Profits at the company have soared -- from $384 million in 2001 to $792 million in 2002, and to $1.3 billion last year. The company's stock price has climbed from less than $20 a share in early 2001 to more than $50 last week. Its quarterly stock dividend has jumped from less than 6 cents a share to 19 cents in that period, and the stock split three-for-one last year.

Chief executive Albert L. Lord, the architect of Sallie's Mae's success, has also done well. He received $41.8 million in total compensation, including stock options exercised, last year. President Thomas J. Fitzpatrick received $27.8 million. The two ranked second and fourth, respectively, in total compensation in a Washington Post survey of executive compensation in the region.

"Sallie Mae is the Frankenstein that federal law created and let loose on the marketplace," said Barmak Nassirian, associate executive director of the American Association of Collegiate Registrars and Admissions Officers and a longtime critic of the company.

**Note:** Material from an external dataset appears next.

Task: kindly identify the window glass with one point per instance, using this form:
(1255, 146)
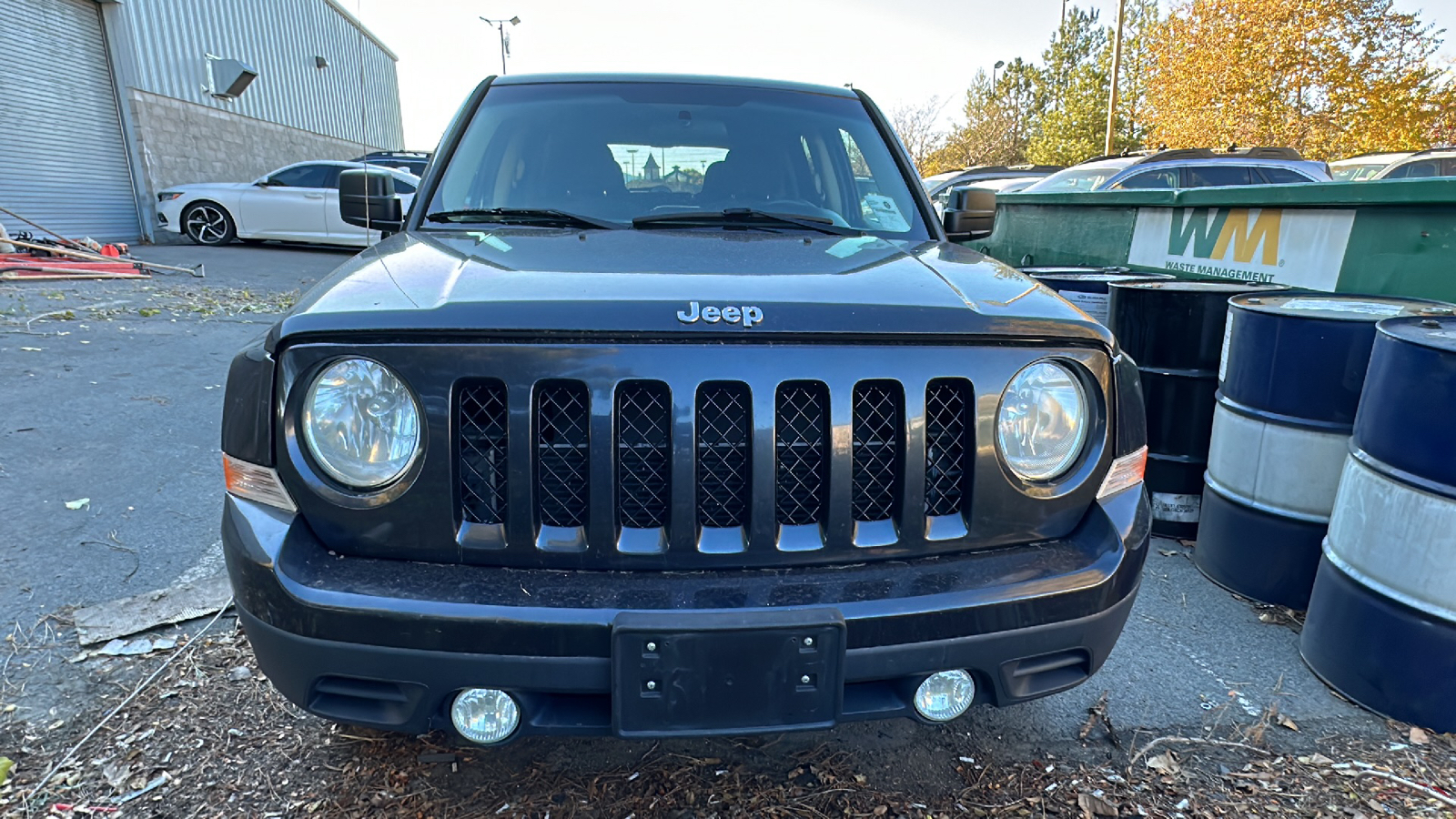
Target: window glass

Sallie Mae, which has more than 600 employees in the Washington area and more than 7,000 nationwide, has moved strongly into fields only tangentially related to student loans, including a small mortgage-banking subsidiary. But its fundamental business makes it important to millions of American families.

The cost of college has been rising faster than most people's incomes. Tuition and fees rose 47 percent after inflation at four-year public colleges and 44 percent at private colleges over the past 10 years, according to the College Board.

The result is rapidly rising debt as families, unwilling to deny children as big a leg up as they can get, borrow to pay what their resources and scholarships do not cover.

Those rising needs, and an increasing number of young people seeking to go to college, have spurred Sallie Mae's growth.